Il vino sfuso secondo Fabio Pracchia

Abbiamo scambiato qualche parola con Fabio Pracchia – libero pensatore e degustatore del vino – e gli abbiamo chiesto di raccontarci, a briglia sciolta, la sua idea di vino sfuso. Qui condividiamo con voi le riflessioni che ne sono emerse.

(Potete leggere, se lo volete, dei suoi assaggi  – anche di sfuso! – e delle  visite alle aziende, sul suo nuovo spazio online: www.ripenessisall.com. Non mancate di farlo!)

“La trasformazione recente della nostra viticoltura con una generazione rinnovata di viticoltori portatori felici di entusiasmo, competenza e curiosità che ha sostanzialmente ravvivato lo scenario ingessato della viticoltura di inizio millennio, ha modificato alcuni modelli di proposta enologica apparentemente inamovibili. Questa viticoltura ha diverse caratteristiche, che elenco:

1. Approfondisce la conoscenza della campagna italiana, amplificando il vetusto concetto delle denominazioni di origine
2. Recupera il patrimonio ampelografico antico snobbato dalla maggior parte degli agronomi vecchio stile che privilegiavano le estensioni monoclonali a cordone speronato e quindi la meccanizzazione del lavoro
3. Cura la vita del suolo
4. Lavora le uve rispettandone l’essenza
5. Produce vini legati al territorio di origine, sottraendo il più possibile le forzature enologiche
6. Trova forme dinamiche di commercializzazione

Partendo da questi elementi originari, risulta chiaro come il vino prodotto, al netto delle diverse qualità definite dal lavoro in campo e in cantina, abbia dignità in tutte le sue espressioni.
Da qui nasce la necessità di apprezzare il vino sfuso di qualità come embrione di una produzione che riporta al centro la materia prima, il frutto di partenza, retoricamente sbandierato dall’enologia di stampo produzionista (“la qualità si ottiene in vigna”) ma poi mortificato da tutta l’estetica interventista con la quale buona parte della critica enologica italiana e dei consumatori sono cresciuti facendo il gioco dell’industria e non della viticoltura di qualità.

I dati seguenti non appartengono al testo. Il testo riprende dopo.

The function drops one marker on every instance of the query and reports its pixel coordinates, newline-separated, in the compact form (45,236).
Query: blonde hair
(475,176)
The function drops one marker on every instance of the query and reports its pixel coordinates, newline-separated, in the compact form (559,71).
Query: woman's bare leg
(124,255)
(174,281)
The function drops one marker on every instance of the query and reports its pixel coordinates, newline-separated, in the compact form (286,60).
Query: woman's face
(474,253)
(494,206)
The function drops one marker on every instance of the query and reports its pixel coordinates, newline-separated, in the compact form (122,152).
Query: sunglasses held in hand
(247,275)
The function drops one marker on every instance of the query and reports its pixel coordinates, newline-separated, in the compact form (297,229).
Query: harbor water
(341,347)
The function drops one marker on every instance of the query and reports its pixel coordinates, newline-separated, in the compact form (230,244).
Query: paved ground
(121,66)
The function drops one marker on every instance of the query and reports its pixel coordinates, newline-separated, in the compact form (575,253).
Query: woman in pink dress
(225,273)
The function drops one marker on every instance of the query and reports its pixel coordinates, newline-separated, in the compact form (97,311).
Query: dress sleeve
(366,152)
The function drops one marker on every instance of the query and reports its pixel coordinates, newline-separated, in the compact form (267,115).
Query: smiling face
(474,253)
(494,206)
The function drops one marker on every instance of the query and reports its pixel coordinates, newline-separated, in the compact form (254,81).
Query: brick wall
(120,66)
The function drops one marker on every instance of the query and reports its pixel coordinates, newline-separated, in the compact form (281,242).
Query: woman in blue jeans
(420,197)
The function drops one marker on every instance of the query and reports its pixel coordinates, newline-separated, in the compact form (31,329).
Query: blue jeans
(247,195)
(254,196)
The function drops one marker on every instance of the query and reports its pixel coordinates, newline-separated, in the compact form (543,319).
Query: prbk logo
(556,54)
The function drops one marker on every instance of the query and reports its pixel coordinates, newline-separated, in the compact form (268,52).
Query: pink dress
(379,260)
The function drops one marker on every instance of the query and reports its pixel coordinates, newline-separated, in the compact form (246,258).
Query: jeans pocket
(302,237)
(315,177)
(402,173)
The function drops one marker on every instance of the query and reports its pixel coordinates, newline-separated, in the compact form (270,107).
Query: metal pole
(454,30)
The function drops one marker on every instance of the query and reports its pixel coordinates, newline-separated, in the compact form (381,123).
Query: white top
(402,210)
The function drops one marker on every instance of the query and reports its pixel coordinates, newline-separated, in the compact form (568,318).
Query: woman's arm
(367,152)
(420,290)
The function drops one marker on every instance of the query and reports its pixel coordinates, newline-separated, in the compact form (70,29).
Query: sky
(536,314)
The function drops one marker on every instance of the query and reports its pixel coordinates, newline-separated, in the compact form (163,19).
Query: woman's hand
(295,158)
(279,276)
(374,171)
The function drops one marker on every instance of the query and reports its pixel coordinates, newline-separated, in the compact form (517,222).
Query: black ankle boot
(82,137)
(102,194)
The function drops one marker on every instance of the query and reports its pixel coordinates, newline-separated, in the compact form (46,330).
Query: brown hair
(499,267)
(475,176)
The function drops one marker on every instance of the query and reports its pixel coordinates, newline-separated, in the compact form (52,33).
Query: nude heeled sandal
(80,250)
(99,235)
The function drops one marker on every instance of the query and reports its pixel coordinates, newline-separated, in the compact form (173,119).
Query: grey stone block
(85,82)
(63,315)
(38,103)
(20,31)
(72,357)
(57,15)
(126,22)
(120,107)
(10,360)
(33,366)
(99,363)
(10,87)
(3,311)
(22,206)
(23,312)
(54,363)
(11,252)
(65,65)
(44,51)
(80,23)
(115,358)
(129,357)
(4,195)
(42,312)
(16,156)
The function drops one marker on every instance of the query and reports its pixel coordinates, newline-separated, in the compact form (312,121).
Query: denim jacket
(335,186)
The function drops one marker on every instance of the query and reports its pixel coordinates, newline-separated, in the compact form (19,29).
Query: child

Lo sfuso rappresenta quindi una nuova forma di educazione al bere: più pragmatica che teorica. Nella sua ruvidezza essenziale, nei suoi cenni ossidativi, più o meno presenti, si ritroverà un conseguente sapore complesso e rustico che funzionerà come fondamentale didattico sul quale poi, per progressivo affinamento delle proprie capacità interpretative, acquisire le competenze di esperto o semplice appassionato.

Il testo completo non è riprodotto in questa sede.